Por un lado, emerge una crítica directa a la gestión municipal, señalando una parálisis institucional donde proyectos se frenan, los problemas básicos persisten —como el estado de limpieza o infraestructuras— y la sensación general es que cuesta más avanzar que quedarse quieto. A esto se suma la percepción de un Ayuntamiento “cerrado”, poco accesible y alejado de las necesidades reales del municipio.
Por otro, los comentarios evidencian una fractura social y de visión de futuro. Hay quienes denuncian un exceso de trabas al desarrollo bajo el argumento de la protección ambiental, mientras otros defienden precisamente ese freno como necesario para evitar la especulación y la degradación del entorno. Esta tensión, lejos de resolverse, parece enquistada, contribuyendo aún más al estancamiento.
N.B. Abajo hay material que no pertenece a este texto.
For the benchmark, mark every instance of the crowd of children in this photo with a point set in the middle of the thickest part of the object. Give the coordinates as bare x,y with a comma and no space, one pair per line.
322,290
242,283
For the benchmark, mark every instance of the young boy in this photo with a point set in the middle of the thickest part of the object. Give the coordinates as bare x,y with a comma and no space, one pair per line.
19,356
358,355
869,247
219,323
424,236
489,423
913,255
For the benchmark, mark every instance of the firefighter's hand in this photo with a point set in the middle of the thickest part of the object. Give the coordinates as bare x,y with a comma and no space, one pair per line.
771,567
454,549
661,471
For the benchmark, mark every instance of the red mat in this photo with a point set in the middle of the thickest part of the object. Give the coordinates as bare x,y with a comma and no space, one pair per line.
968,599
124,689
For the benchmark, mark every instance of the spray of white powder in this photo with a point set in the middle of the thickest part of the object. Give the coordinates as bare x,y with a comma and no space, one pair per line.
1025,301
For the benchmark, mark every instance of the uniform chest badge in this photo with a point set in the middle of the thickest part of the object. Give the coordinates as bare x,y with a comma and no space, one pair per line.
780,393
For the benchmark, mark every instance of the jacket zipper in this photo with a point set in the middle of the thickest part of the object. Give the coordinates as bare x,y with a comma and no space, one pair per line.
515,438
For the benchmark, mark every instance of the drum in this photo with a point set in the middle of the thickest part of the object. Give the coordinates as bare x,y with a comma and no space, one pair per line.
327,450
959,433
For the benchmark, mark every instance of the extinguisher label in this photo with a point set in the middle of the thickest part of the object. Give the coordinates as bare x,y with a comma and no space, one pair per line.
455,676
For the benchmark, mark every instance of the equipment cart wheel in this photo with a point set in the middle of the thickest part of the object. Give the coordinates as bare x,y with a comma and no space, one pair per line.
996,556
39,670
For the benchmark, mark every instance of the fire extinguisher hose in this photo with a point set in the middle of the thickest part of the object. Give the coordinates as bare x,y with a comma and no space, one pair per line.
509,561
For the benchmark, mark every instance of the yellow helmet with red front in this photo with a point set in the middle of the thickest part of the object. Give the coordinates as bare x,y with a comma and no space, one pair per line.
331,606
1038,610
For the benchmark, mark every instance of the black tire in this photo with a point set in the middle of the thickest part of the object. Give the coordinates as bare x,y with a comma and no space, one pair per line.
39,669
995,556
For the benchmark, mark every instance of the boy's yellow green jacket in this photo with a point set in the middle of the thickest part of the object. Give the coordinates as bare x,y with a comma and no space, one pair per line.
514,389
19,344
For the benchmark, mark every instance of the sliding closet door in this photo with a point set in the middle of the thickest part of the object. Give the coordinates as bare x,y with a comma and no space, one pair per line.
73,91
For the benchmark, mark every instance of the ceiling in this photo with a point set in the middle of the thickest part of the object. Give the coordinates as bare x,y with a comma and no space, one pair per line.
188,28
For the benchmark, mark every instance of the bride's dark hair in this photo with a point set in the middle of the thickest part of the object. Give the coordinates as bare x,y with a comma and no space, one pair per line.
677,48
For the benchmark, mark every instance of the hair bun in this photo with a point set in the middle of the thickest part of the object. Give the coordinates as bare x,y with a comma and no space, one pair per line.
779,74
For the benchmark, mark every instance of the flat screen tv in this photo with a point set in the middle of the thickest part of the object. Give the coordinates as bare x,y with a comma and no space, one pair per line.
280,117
También aparece un elemento preocupante: la desigualdad en la aplicación de normas, donde algunos perciben que las restricciones afectan más al ciudadano común que a grandes intereses económicos, alimentando una sensación de injusticia y falta de coherencia.
En este contexto, la crítica al Ayuntamiento ya no se percibe como algo puntual o ideológico, sino como una acumulación de señales difíciles de ignorar. Cuando cada día surge una nueva polémica —como el reciente fallo judicial que habría supuesto un importante beneficio económico para una promotora— la percepción de dejación de funciones o, como mínimo, de falta de control y liderazgo, gana peso.
La crítica constructiva es clara: Tarifa necesita salir de esta lógica de confrontación y bloqueo. Hace falta gestión eficaz, transparencia real y una visión equilibrada que permita proteger su valor natural sin condenar a sus vecinos al inmovilismo. Gobernar no es elegir entre conservar o avanzar, sino saber hacer ambas cosas a la vez.
Porque, si algo dejan claro tanto el texto como los comentarios, es que el problema ya no puede esconderse tras puertas cerradas.